A big gamble by General Motors (GM) is causing consternation among its dealers in the all-important race to sell cars – namely electric vehicles.
As the auto industry gears up for its major electric transition, GM’s move to phase out smartphone-like software like Apple CarPlay in its future EVs has left some dealers baffled. That’s because drivers like to use Apple CarPlay while driving.
At Apple’s WWDC event last year, the company said that CarPlay was available in a whopping 98% of new cars sold last year, and that 79% of new car buyers alone would consider buying a vehicle. buy one that is compatible with CarPlay. Additionally, in a recent survey, Consumer Reports found that 57% of respondents were “very satisfied” with CarPlay, compared to 50% satisfaction with the automaker’s built-in system.
GM says it will instead offer a new integrated infotainment system that uses Google-built applications for cars (i.e. Maps, Assistant, PlayStore), in addition to apps like Spotify and Audible.
Nevertheless, GM dealers are very concerned. Several dealers told the Detroit Free Press they fear new buyers will seek out automakers who plan to offer CarPlay indefinitely.
“CarPlay isn’t broken. Why repair?” a source in close contact with several GM dealers told the newspaper. “The risk of failure is very high.”
GM says its new built-in infotainment system will debut in the 2024 Chevy Blazer EV, due later this year.
“If we’re going to take that feature out of our cars, we need to respond with a program and customer package that’s equally attractive, if not more attractive,” GM CFO Paul Jacobson told Yahoo Finance earlier this year. “We think with the partnership we have with Google, and ultimately with the vehicle data we have, we can create an experience that customers will love.”
Longtime industry analyst Karl Brauer of iseecars.com understands why GM made the decision to drop CarPlay, but the move could be costly.
“Like most business decisions, this one is driven by revenue in the hypersubscription world we live in today. And like most hypersubscription-based decisions — I’m looking at you BMW and Ford — this one will backfire,” Brauer told Yahoo Finance. “GM’s position is that the Google-based system is better than Apple CarPlay. If that’s true, they can continue to offer both CarPlay and the Google system with complete confidence that consumers will choose the Google system… right?”

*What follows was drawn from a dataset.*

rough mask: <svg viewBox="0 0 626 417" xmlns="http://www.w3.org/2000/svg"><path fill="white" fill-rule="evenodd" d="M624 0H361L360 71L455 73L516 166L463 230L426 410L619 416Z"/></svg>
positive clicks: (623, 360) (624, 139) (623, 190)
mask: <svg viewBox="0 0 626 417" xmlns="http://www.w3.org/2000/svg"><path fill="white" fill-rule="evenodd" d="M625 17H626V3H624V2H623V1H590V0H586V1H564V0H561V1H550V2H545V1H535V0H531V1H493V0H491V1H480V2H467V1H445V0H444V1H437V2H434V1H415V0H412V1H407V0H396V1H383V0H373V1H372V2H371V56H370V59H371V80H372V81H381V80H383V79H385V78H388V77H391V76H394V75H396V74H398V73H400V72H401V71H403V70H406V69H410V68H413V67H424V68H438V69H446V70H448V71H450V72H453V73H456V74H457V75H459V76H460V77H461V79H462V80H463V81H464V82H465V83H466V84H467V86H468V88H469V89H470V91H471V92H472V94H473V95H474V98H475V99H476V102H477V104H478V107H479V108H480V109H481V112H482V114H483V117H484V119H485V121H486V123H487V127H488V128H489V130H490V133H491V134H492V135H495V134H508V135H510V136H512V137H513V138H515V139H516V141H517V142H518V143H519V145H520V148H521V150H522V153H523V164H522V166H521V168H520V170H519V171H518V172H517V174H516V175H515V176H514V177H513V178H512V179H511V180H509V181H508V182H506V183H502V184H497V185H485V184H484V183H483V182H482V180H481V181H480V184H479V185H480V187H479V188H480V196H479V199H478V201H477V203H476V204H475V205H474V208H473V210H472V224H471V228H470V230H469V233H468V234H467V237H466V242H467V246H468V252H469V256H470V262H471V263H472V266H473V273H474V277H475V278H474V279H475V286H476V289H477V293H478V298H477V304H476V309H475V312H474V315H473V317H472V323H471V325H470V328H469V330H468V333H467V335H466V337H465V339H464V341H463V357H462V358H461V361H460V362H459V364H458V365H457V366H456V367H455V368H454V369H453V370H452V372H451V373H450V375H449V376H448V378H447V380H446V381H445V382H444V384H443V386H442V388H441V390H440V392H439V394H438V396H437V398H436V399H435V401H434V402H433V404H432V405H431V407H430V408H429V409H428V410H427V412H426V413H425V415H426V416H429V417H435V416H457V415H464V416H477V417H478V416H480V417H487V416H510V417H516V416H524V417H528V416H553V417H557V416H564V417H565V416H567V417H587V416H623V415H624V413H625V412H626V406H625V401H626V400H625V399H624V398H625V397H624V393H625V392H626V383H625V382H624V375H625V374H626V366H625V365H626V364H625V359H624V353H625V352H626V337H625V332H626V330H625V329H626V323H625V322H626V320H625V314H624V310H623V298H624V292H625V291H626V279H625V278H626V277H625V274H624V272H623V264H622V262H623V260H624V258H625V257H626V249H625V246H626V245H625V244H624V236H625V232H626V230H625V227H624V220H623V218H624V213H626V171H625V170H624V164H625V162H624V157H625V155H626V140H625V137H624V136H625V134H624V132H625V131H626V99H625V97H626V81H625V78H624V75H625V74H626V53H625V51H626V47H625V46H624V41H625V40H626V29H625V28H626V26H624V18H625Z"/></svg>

It seems GM won’t be offering all three systems to see which one the user prefers, much to the chagrin of prospective GM buyers and dealers. And this is probably because of the bottom line.
GM aims to collect more of its own data to not only better understand its drivers, but also to increase its profit margins over the longer term. GM told investors this spring that it is looking for profit margins of more than 20% on “new businesses” by 2030, which would presumably include services like the infotainment system it can charge for add-on features.
This is nothing new in the auto industry – Tesla has been offering subscription services for years. Call it the “Netflix effect,” and most automakers want to get involved too. GM’s crosstown rival Ford wants to build a “software-defined vehicle” that can be easily updated over the air while having the ability to charge users for additional features.
But the big difference here is that Ford CEO Jim Farley won’t remove CarPlay. “70% of our Ford customers in the US are Apple customers. Why would I go up to an Apple customer and say ‘Good luck’?” Farley said earlier this year. “That doesn’t seem very customer-oriented, and Apple is doing a really good job.”
However, companies chasing revenue streams such as subscription fees will need to prove that their offerings add value to the customer, or at least, as Farley puts it, be customer oriented.
“If consumers can’t immediately see the value of subscription fees, such as charging for things that used to be free — like BMW charging for CarPlay — or simply overcharging — like Ford driving up the price of BlueCruse — consumers are responding,” said Brauer of iseecar.com. “And the response doesn’t reflect well on the company, often driving customers away.”